Genome-wide disruption of DNA methylation by 5-aza-2’-deoxycytidine in a parasitoid wasp

Abstract DNA methylation of cytosine residues across the genome influences how many genes and phenotypes are regulated. As such, understanding the role of DNA methylation and other epigenetic mechanisms has become very much a part of mapping genotype to phenotype, a major question in evolutionary biology. Ideally, we would like to manipulate DNA methylation patterns on a genome-wide scale, to elucidate the role of epigenetic modifications in phenotypic expression. Recently, the demethylating agent 5-aza-2’-deoxycytidine (5-aza-dC; commonly used in the epigenetic treatment of certain cancers), has been deployed to explore the epigenetic regulation of a number of traits of interest to evolutionary ecologists.
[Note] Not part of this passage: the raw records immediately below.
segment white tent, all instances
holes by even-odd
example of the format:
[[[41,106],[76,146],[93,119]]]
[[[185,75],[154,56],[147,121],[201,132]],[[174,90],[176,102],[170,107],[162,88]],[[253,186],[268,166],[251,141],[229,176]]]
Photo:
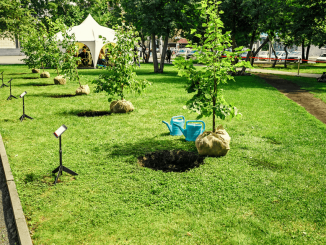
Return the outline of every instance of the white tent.
[[[90,14],[80,25],[74,26],[70,29],[69,35],[72,33],[75,34],[77,42],[84,43],[89,47],[93,58],[94,68],[96,67],[101,48],[104,46],[103,40],[99,38],[99,35],[105,37],[107,42],[116,42],[115,31],[110,28],[100,26]],[[63,39],[61,33],[58,33],[57,37],[59,40]]]

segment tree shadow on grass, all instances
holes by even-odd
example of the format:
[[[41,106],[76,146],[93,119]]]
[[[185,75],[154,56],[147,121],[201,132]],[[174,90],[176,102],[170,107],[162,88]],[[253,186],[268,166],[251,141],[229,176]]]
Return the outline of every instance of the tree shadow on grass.
[[[54,83],[33,83],[33,82],[29,82],[29,83],[20,83],[20,84],[13,84],[15,87],[26,87],[26,86],[36,86],[36,87],[41,87],[41,86],[52,86],[52,85],[57,85]]]
[[[170,137],[173,136],[107,144],[104,149],[101,145],[101,151],[109,152],[108,157],[131,157],[132,164],[135,163],[136,157],[139,166],[163,172],[185,172],[204,164],[206,156],[198,154],[195,142],[187,142],[184,137]],[[92,150],[98,152],[100,147],[96,146]]]
[[[114,142],[115,139],[112,140]],[[136,142],[124,142],[123,144],[107,144],[104,149],[104,151],[110,152],[109,155],[112,156],[135,157],[159,150],[187,150],[197,152],[195,142],[185,141],[183,136],[175,137],[170,135],[160,138],[155,136],[153,138],[142,139]]]

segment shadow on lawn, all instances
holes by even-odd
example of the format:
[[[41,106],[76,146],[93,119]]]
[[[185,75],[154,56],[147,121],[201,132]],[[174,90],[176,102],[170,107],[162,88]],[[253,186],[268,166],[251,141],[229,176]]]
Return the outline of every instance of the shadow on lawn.
[[[188,149],[181,149],[184,147]],[[95,152],[98,150],[99,147],[93,149]],[[108,144],[103,150],[110,152],[110,157],[134,156],[139,166],[163,172],[185,172],[204,164],[206,157],[197,153],[194,142],[186,142],[181,137],[174,140],[154,137],[134,143]]]
[[[52,85],[57,85],[54,83],[33,83],[33,82],[29,82],[29,83],[20,83],[20,84],[13,84],[15,87],[25,87],[25,86],[35,86],[35,87],[41,87],[41,86],[52,86]]]
[[[123,144],[108,144],[103,149],[106,152],[110,152],[109,155],[112,156],[135,156],[139,157],[148,153],[152,153],[159,150],[185,150],[186,148],[191,152],[196,152],[197,149],[194,142],[185,141],[183,136],[175,137],[169,134],[164,134],[165,136],[158,138],[157,136],[153,138],[143,139],[138,142],[124,142]],[[173,137],[173,138],[170,138]],[[172,140],[171,140],[172,139]],[[96,151],[97,148],[94,148]]]

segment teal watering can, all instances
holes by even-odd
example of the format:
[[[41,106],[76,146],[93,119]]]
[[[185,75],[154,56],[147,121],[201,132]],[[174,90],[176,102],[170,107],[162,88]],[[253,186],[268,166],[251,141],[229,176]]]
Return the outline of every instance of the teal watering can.
[[[180,136],[180,135],[182,135],[182,132],[178,128],[178,126],[180,128],[183,128],[183,126],[185,125],[185,117],[184,116],[175,116],[175,117],[171,118],[170,124],[168,124],[166,121],[162,121],[162,123],[165,123],[166,126],[168,126],[168,128],[170,130],[170,135]]]
[[[191,124],[189,124],[191,123]],[[198,135],[205,131],[205,122],[199,120],[189,120],[186,122],[186,129],[183,129],[177,124],[176,125],[183,135],[186,137],[186,141],[196,141]]]

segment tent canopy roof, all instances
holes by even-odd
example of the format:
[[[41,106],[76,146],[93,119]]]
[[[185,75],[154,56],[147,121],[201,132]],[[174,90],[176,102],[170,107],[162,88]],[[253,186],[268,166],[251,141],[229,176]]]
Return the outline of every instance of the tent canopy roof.
[[[72,27],[68,31],[68,34],[75,34],[77,42],[86,44],[89,47],[93,58],[94,68],[97,64],[100,50],[104,46],[103,40],[99,36],[101,35],[102,37],[105,37],[106,43],[116,43],[115,31],[100,26],[90,14],[80,25]],[[63,40],[61,32],[57,34],[57,37],[59,40]]]
[[[76,41],[87,42],[87,41],[102,41],[99,35],[106,38],[108,42],[115,43],[115,31],[100,26],[93,17],[89,14],[87,18],[78,26],[74,26],[69,30],[69,35],[75,34]],[[58,38],[62,39],[62,34],[58,33]]]

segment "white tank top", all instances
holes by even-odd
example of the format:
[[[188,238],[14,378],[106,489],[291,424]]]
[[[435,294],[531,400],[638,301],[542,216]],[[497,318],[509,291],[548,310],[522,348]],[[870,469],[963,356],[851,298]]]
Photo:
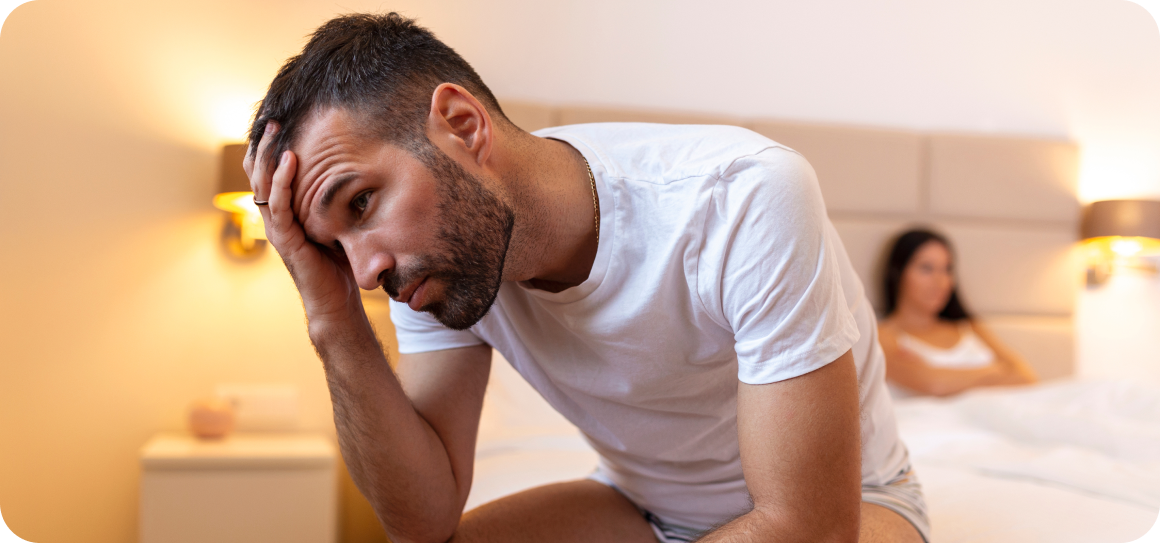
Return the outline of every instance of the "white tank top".
[[[935,347],[906,332],[898,334],[898,344],[936,368],[982,368],[995,361],[995,351],[971,330],[970,324],[959,325],[959,342],[949,349]]]

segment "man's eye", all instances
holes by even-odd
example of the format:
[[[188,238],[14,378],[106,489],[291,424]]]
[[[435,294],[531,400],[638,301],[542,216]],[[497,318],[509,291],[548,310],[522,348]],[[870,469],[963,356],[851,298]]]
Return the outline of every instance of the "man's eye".
[[[367,203],[370,202],[370,199],[371,199],[371,193],[364,192],[358,196],[355,196],[354,200],[351,201],[350,204],[353,205],[354,208],[359,210],[359,211],[365,211],[367,208]]]

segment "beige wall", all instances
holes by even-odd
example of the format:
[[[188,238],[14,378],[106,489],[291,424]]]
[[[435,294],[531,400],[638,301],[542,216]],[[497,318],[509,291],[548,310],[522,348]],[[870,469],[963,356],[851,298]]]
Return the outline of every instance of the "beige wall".
[[[0,34],[4,520],[40,543],[133,541],[137,448],[180,427],[185,405],[216,382],[295,383],[304,426],[332,431],[285,272],[272,253],[255,263],[224,257],[208,202],[229,136],[216,115],[260,97],[302,37],[336,12],[421,16],[512,98],[1067,136],[1084,146],[1089,194],[1160,194],[1160,40],[1138,6],[872,5],[19,7]],[[360,507],[348,508],[364,513],[349,530],[373,539]]]
[[[215,383],[295,384],[334,432],[288,274],[223,254],[209,203],[215,100],[332,13],[281,5],[39,0],[0,34],[0,508],[25,539],[135,541],[138,448]]]

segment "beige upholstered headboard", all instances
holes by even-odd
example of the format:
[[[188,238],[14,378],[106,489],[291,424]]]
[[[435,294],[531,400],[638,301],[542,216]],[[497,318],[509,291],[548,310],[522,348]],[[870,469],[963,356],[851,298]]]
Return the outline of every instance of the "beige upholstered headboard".
[[[913,225],[947,234],[968,308],[1045,379],[1075,367],[1079,280],[1078,149],[1036,138],[921,133],[503,102],[529,131],[591,122],[733,124],[783,143],[814,166],[830,218],[880,307],[879,268],[892,236]]]

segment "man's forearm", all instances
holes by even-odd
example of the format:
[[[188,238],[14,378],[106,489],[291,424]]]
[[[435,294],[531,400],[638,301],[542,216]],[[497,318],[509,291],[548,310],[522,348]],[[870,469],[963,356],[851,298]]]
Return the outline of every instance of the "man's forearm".
[[[415,411],[365,318],[311,326],[351,478],[392,540],[444,541],[461,513],[439,436]]]

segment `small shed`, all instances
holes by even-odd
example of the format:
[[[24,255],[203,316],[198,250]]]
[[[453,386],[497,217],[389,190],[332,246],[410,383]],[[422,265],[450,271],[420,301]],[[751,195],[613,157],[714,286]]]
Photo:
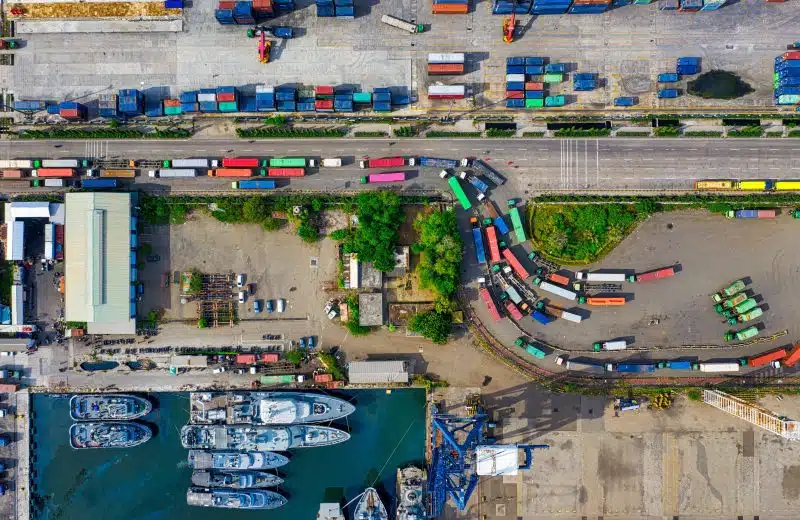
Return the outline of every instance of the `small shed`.
[[[362,327],[383,325],[383,294],[361,293],[358,295],[358,324]]]
[[[478,446],[476,459],[478,475],[519,473],[519,449],[514,445]]]
[[[207,356],[172,356],[169,366],[174,368],[208,368]]]
[[[361,287],[364,289],[383,287],[383,273],[375,269],[371,262],[361,263]]]
[[[405,361],[351,361],[347,378],[354,385],[408,384],[408,363]]]

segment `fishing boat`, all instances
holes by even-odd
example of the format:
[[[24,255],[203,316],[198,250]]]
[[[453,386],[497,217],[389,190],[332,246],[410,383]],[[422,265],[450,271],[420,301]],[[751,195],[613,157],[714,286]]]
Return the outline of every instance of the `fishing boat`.
[[[189,451],[189,466],[194,469],[275,469],[288,463],[288,457],[270,451]]]
[[[375,488],[367,488],[353,510],[353,520],[389,520],[386,506]]]
[[[129,394],[78,394],[69,400],[73,421],[130,421],[152,410],[150,401]]]
[[[350,434],[330,426],[205,426],[181,428],[184,448],[201,450],[285,451],[339,444]]]
[[[149,441],[153,431],[135,422],[83,422],[69,428],[70,445],[88,448],[132,448]]]
[[[317,511],[317,520],[345,520],[342,506],[335,502],[323,502]]]
[[[397,510],[395,520],[423,520],[427,472],[416,466],[397,469]]]
[[[286,504],[286,497],[264,489],[208,489],[192,487],[186,491],[190,506],[221,507],[224,509],[277,509]]]
[[[192,484],[203,488],[267,488],[283,484],[283,479],[264,471],[199,470],[192,472]]]
[[[313,392],[192,392],[191,424],[291,425],[331,422],[356,407]]]

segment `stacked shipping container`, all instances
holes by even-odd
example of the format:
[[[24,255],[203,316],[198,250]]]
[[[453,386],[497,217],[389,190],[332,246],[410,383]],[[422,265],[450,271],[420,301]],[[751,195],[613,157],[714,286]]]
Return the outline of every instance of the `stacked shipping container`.
[[[564,96],[552,96],[551,103],[556,104],[546,104],[546,99],[551,96],[547,96],[545,92],[548,75],[544,73],[551,67],[555,67],[555,70],[564,70],[563,64],[545,65],[545,59],[538,56],[506,58],[506,107],[563,106]],[[560,74],[558,76],[560,77]],[[557,104],[559,102],[561,104]]]
[[[776,105],[796,105],[800,103],[800,50],[786,51],[775,58]]]
[[[464,53],[428,54],[428,74],[457,76],[464,74]]]
[[[132,89],[119,91],[119,111],[126,116],[138,116],[144,113],[144,94]]]
[[[63,101],[58,104],[58,115],[64,119],[86,119],[86,107],[75,101]]]
[[[382,87],[372,91],[372,110],[375,112],[391,112],[392,89]]]
[[[570,14],[600,14],[611,7],[611,0],[573,0]]]
[[[433,0],[433,14],[467,14],[469,0]]]
[[[101,94],[98,100],[98,111],[100,117],[117,117],[117,95]]]

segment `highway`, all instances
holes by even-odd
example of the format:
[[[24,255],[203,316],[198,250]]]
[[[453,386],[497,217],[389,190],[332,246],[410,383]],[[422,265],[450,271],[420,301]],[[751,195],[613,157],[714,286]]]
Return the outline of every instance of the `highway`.
[[[516,195],[538,191],[691,189],[697,179],[800,178],[800,140],[793,139],[292,139],[185,141],[4,141],[0,158],[105,158],[161,160],[222,156],[342,157],[345,166],[309,170],[291,181],[298,190],[365,188],[357,161],[364,156],[479,157],[509,179]],[[438,171],[408,168],[406,190],[438,190]],[[159,180],[136,184],[153,191],[229,190],[225,179]],[[288,181],[283,181],[284,183]],[[284,185],[285,186],[285,185]]]

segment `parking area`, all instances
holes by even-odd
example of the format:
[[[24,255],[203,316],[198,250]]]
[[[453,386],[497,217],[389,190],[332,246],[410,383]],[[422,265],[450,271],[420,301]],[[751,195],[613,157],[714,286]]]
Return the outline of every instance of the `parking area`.
[[[416,0],[359,0],[355,20],[317,18],[312,3],[297,4],[273,22],[294,27],[296,37],[276,41],[266,65],[243,27],[219,25],[215,4],[199,2],[184,10],[180,33],[26,35],[0,88],[19,98],[74,99],[119,88],[169,87],[175,96],[221,84],[391,86],[416,94],[414,108],[450,110],[502,100],[505,58],[537,55],[598,75],[602,88],[594,92],[575,93],[571,82],[553,86],[553,94],[567,95],[570,110],[602,109],[622,95],[638,96],[648,108],[769,107],[773,58],[796,40],[800,21],[791,2],[732,2],[699,13],[659,11],[656,2],[602,15],[519,16],[522,36],[508,45],[503,17],[490,14],[490,2],[477,3],[466,16],[434,16],[429,3]],[[386,26],[383,14],[424,24],[426,32],[412,36]],[[466,74],[428,77],[429,52],[468,53]],[[735,101],[658,100],[656,75],[674,71],[679,56],[701,57],[703,70],[736,72],[755,92]],[[431,104],[425,93],[434,82],[465,84],[472,96]],[[685,81],[677,88],[685,90]]]

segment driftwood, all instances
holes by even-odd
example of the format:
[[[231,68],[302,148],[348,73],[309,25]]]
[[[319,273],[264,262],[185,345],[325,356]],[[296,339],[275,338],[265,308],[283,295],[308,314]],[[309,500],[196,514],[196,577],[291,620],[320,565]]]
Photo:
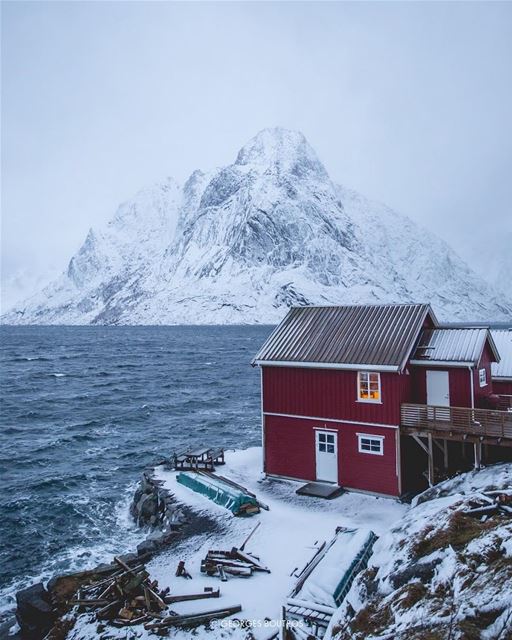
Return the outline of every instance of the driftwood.
[[[158,617],[167,608],[156,580],[151,581],[144,565],[130,567],[122,558],[114,558],[114,570],[110,577],[80,589],[75,598],[68,600],[71,606],[95,610],[98,620],[109,620],[114,626],[135,625]]]
[[[490,517],[496,514],[512,516],[512,495],[509,489],[476,494],[475,500],[462,513],[472,518]]]
[[[164,602],[165,604],[174,604],[175,602],[188,602],[189,600],[205,600],[207,598],[218,598],[220,596],[220,589],[216,591],[204,591],[203,593],[191,593],[191,594],[183,594],[181,596],[165,596]]]
[[[185,562],[183,560],[180,560],[178,562],[178,567],[176,569],[176,577],[189,578],[190,580],[192,580],[192,576],[185,569]]]
[[[212,620],[219,620],[232,616],[242,611],[241,605],[233,607],[225,607],[223,609],[215,609],[214,611],[204,611],[202,613],[189,614],[184,616],[168,616],[158,622],[151,622],[144,625],[147,630],[150,629],[166,629],[167,627],[195,627],[200,624],[206,624]]]
[[[253,537],[253,535],[256,533],[256,530],[258,529],[258,527],[261,525],[261,522],[258,522],[258,524],[254,527],[254,529],[251,531],[251,533],[247,536],[247,538],[242,542],[242,545],[240,546],[241,551],[243,551],[245,549],[245,545],[249,542],[249,540]]]

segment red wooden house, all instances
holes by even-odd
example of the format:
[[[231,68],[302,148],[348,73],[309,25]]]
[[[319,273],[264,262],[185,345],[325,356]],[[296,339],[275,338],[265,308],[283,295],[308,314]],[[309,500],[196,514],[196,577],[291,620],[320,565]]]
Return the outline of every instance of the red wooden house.
[[[512,408],[512,329],[493,329],[491,334],[501,357],[491,367],[493,393],[500,396],[503,407]]]
[[[512,445],[512,414],[492,404],[499,362],[487,328],[442,327],[426,304],[292,308],[252,363],[264,471],[399,496],[461,442],[478,465],[482,445]]]

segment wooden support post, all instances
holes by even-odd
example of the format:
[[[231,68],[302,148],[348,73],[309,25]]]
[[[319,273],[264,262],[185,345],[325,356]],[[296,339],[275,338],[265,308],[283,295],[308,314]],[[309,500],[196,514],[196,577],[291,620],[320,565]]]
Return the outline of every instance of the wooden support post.
[[[462,459],[466,459],[466,443],[464,442],[464,440],[462,441]]]
[[[429,433],[427,436],[428,439],[428,484],[433,487],[434,486],[434,445],[432,434]]]
[[[448,440],[443,440],[443,464],[444,470],[448,471]]]
[[[475,442],[473,446],[475,449],[475,469],[480,469],[482,462],[482,443]]]

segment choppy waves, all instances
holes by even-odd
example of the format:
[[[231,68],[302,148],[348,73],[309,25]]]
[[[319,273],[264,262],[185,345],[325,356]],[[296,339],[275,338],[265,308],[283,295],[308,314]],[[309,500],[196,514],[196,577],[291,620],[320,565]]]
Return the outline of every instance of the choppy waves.
[[[163,453],[258,444],[249,362],[269,331],[0,327],[0,613],[34,581],[132,550],[133,487]]]

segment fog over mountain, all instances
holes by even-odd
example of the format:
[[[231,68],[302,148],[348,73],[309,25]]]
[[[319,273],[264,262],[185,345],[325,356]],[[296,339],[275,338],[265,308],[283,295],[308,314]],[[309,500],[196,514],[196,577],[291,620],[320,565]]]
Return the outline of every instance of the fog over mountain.
[[[229,166],[141,190],[2,320],[275,323],[291,305],[413,301],[446,320],[512,317],[444,241],[335,184],[301,133],[274,128]]]

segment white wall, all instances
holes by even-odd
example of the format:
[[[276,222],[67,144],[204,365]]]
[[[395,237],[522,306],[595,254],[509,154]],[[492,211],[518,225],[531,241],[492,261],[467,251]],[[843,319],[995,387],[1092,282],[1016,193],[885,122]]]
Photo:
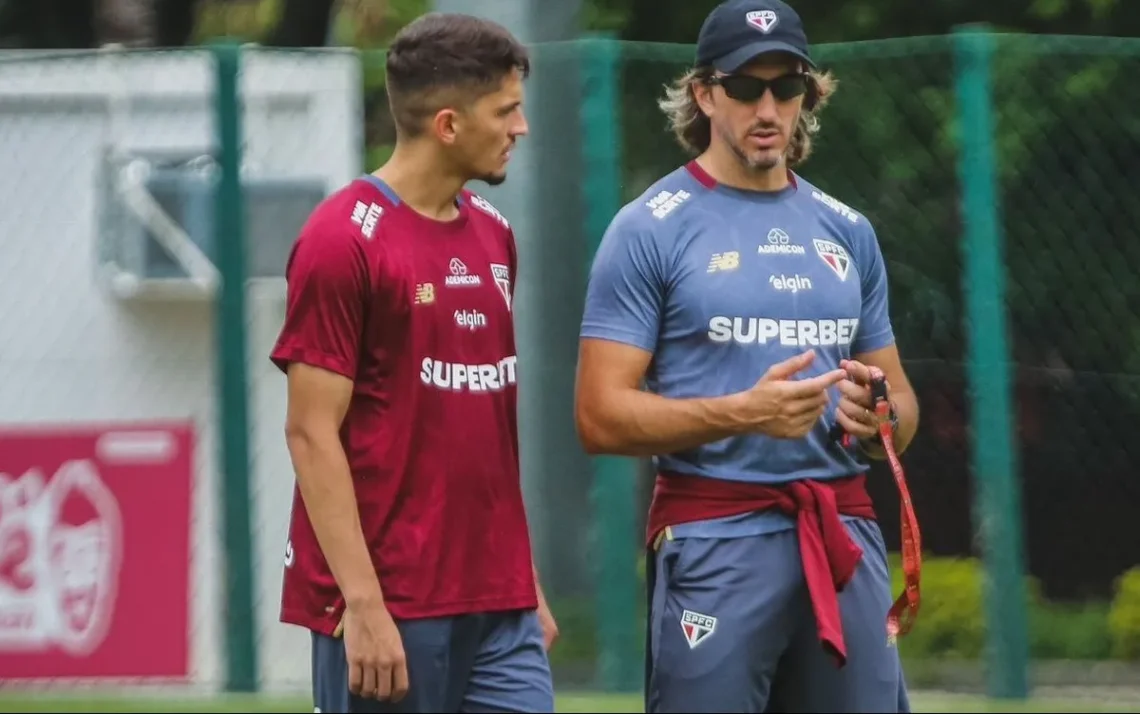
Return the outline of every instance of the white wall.
[[[105,59],[105,55],[103,58]],[[3,61],[0,71],[0,424],[193,419],[191,669],[223,676],[214,424],[213,306],[128,301],[96,280],[97,170],[110,141],[202,148],[213,137],[209,54],[95,54]],[[321,176],[333,190],[362,170],[361,81],[345,52],[247,51],[247,169]],[[107,98],[126,97],[112,121]],[[284,380],[267,355],[280,282],[249,291],[251,458],[258,633],[266,689],[308,686],[308,640],[277,622],[292,469],[282,439]],[[156,603],[156,606],[160,604]]]

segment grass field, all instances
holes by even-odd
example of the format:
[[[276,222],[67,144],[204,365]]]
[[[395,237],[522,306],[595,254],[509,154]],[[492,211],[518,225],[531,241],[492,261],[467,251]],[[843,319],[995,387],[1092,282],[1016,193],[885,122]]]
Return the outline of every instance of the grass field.
[[[915,693],[916,712],[1137,712],[1140,701],[1106,705],[1096,699],[1064,701],[1033,699],[1028,702],[987,700],[958,694]],[[640,712],[637,695],[564,694],[558,697],[559,712]],[[252,697],[213,698],[108,698],[104,695],[59,695],[53,693],[0,694],[0,712],[309,712],[304,699]]]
Recently, we showed that treatment with 5-aza-dC shifted patterns of sex allocation as predicted by genomic conflict theory in the parasitoid wasp Nasonia vitripennis. This was the first (albeit indirect) experimental evidence for genomic conflict over sex allocation facilitated by DNA methylation. However, this work lacked confirmation of the effects of 5-aza-dC on DNA methylation, drawing commentary on the efficacy of 5-aza-dC in a novel system. Here, using whole-genome bisulphite sequencing, we demonstrate unequivocally that 5-aza-dC disrupts methylation across the Nasonia vitripennis genome. We show that disruption leads to both hypo- and hyper-methylation, may vary across tissues and time of sampling, and that the effects of 5-aza-dC are context- and sequence specific. We conclude that 5-aza-dC has the potential to be repurposed as a tool in evolutionary ecology for studying the role of DNA methylation.